India has been under international pressure in recent months to reduce tensions along its Pakistan border particularly Kashmir so that Islamabad could focus on fighting the Taliban on its western border with Afghanistan.
But military analysts said the slight thinning of troops in the Jammu region was linked with ongoing efforts to resume talks with Kashmir's separatist All Parties Hurriyat Conference rather than extending an olive branch to Pakistan.
VICTORY TO THEM: Soldiers hold their weapons after a gunbattle against terrorists in Srinagar.
Kashmiri separatists urged New Delhi to pull out troops, release prisoners and end alleged human rights violations after the Indian government offered to resume talks this month to end a two-decade insurgency.
A military spokesman said one army division was being moved in a phased manner since September from the border districts of Rajouri and Poonch because of improvement in the security situation. It wasn't clear if these were troops deployed on the border or on internal security duties.
"The readjustment and relocation of troops is subject to security reviews and periodic assessment of ground situation," Lt. Col. Biplab Nath said.
The troops who are being moved out are in the Jammu region and not the Kashmir Valley which is the centre of the revolt.
Violence is now at its lowest in Kashmir since a separatist insurgency in the region broke out in 1989, but officials say incidents of "infiltration" of militants from Pakistan have risen over the past few months.
Ashok Mehta, a retired general and New Delhi-based strategic analyst, said the removal of troops was a goodwill gesture aimed at Kashmiri groups.

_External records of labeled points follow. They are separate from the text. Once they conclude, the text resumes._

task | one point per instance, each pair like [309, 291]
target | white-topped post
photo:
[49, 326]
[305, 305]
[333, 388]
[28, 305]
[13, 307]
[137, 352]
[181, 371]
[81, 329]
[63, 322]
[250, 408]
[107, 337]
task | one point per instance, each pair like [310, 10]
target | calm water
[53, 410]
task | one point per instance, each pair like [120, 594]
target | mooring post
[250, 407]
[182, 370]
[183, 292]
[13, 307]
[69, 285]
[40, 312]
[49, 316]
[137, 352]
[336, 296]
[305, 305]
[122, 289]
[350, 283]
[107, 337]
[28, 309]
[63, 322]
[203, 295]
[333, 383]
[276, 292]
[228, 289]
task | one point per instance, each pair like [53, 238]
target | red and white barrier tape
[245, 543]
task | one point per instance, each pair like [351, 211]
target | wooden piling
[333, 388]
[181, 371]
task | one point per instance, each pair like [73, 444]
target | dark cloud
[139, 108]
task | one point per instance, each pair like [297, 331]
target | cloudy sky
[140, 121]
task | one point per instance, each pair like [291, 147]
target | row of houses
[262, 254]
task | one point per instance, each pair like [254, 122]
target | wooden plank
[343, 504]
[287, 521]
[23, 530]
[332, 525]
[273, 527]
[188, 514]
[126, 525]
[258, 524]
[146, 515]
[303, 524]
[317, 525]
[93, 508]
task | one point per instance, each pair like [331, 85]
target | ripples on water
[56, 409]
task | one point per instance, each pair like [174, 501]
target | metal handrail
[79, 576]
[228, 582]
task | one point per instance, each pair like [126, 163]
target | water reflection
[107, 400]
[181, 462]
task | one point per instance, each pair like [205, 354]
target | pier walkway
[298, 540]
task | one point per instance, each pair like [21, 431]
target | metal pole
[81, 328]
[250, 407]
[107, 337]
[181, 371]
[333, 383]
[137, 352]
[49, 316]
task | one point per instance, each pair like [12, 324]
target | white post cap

"The current de-induction of troops has nothing to do with the Afghanistan war," he said.
The announcement of the troop movement came as Prime Minister Manmohan Singh who is touring Kashmir said the security of the disputed region must rest in the hands of police.
"The responsibility for maintaining law and order in the state will be increasingly devolved on the Jammu and Kashmir police," he said.
India moved about 4,000 soldiers from its Pakistan border in Kashmir in March. There are an estimated half a million Indian security personnel, including soldiers, deployed in Kashmir.
"Deployment and redeployment is based on threat perceptions and this particular army division has moved out as the situation is better," said Col S. Om Singh, another army spokesman.
A faction of the All Parties Hurriyat Conference began a dialogue with the government in 2004, the first since the beginning of the insurgency, but it broke down two years later.